Lo más curioso fue que no fui yo la primera que los vio. Unos segundos después de que salimos de la sala, Mateo apretó un poco mi mano para llamar mi atención y se ubicó justo frente a mí, justo entre Alejandro y yo. Su semblante se endureció, como si el viento o alguno de los pósteres cinematográficos a nuestro alrededor le acabaran de decir una mala noticia. Mi novio estaba claramente preocupado. Y no era para menos: la última vez que esos dos coincidieron la escena terminó muy mal para todos.
Del otro lado fue la pelirroja quien me descubrió primero. Lo supe porque justo cuando nuestras miradas se encontraron, como si esa hubiera sido la señal que esperaba, abrazó a Alejandro por el cuello y le dio un beso que sin duda hubiera sido apasionado de no ser porque no cerró los ojos.
―No, Anabel ―murmuró Clara con el mismo tono que se usa con un cachorro que se prepara para corretear al gato.
―¿Quién es? ―preguntó Javier al darse cuenta de que los tres mirábamos de reojo en la misma dirección.
El problema no fue la pregunta, sino el volumen.
Clara se puso de puntillas para decirle algo directo al oído. Las cejas de su novio se levantaban más y más, como dos globos aerostáticos que se llenan de aire caliente, conforme escuchaba un resumen de mi historia.
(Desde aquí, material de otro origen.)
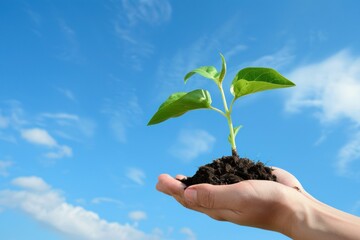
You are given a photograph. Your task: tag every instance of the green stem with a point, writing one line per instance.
(228, 117)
«Estás aquí con Mateo. Estás aquí con tu novio», me dijo la otra Anabel desde el cristal en donde estaba una flecha que apuntaba a la salida de emergencia. Respiré profundo tres veces y me agarré bien del brazo de mi pareja, lista para un mutis triunfal, y me encaminé con rumbo a la salida. Lo único negativo era que ellos, Alejandro y su pelirroja, estaban en la misma dirección.
Un intenso y familiar aroma se impuso al de las palomitas, removiendo mis recuerdos. Era la loción de sándalo y lavanda que le regalé a Alejandro en la última navidad que pasamos juntos en la casa de sus papás. Nunca olvidaría la expresión en su rostro cuando abrió su regalo y en lugar del videojuego que tanto quería, encontró esa botellita de cristal con la forma de una herradura. Sus padres festejaron mi buen gusto y él me agradeció con un beso distraído antes de poner la loción sobre la mesa y olvidarla durante el resto de la velada.
Aquello fue una broma: ya cuando llegamos a su casa le entregué sus verdaderos regalos. Su videojuego y una pequeña tarjeta que aprendí a hacer en un tutorial de Youtube en la que le dije que esa noche haría TODO lo que él me pidiera. Lo recordaba demasiado bien. Mientras él releía la tarjeta, yo me quitaba la blusa y la falda para revelar un hermoso conjunto de lencería color rosa intenso con detalles en negro que Clara me había ayudado a elegir de mala gana apenas unos días antes.
A la mañana siguiente, Alejandro estaba feliz y me prometió que usaría la loción que le regalé sólo en ocasiones especiales, sólo cuando quisiera recordar aquella maravillosa noche conmigo.
Al inhalar de nuevo, no pude evitar sentirme un poco traicionada.
Tragué saliva. Estábamos a mano: después de todo yo traía puesto el pantalón que a él le encantaba que utilizara cuando salíamos a pasear por el centro histórico de la ciudad. Sin embargo, sabía que no era saludable concentrarme en eso. Me acerqué todavía más a Mateo y llené mis pulmones con su aroma a maderas finas.
O bien Alejandro no me había visto, o era mucho mejor actor que yo. Él y la pelirroja reían. La de él era una risa natural, franca, casi inocente; mientras que la de ella era tosca e innecesariamente ruidosa. Por un momento me atravesó la idea como un alfiler al rojo vivo de que no se reía de los chistes, sino del recuerdo que nos unía, de ese momento cuando los descubrí en el departamento de mi ex. Apreté los labios.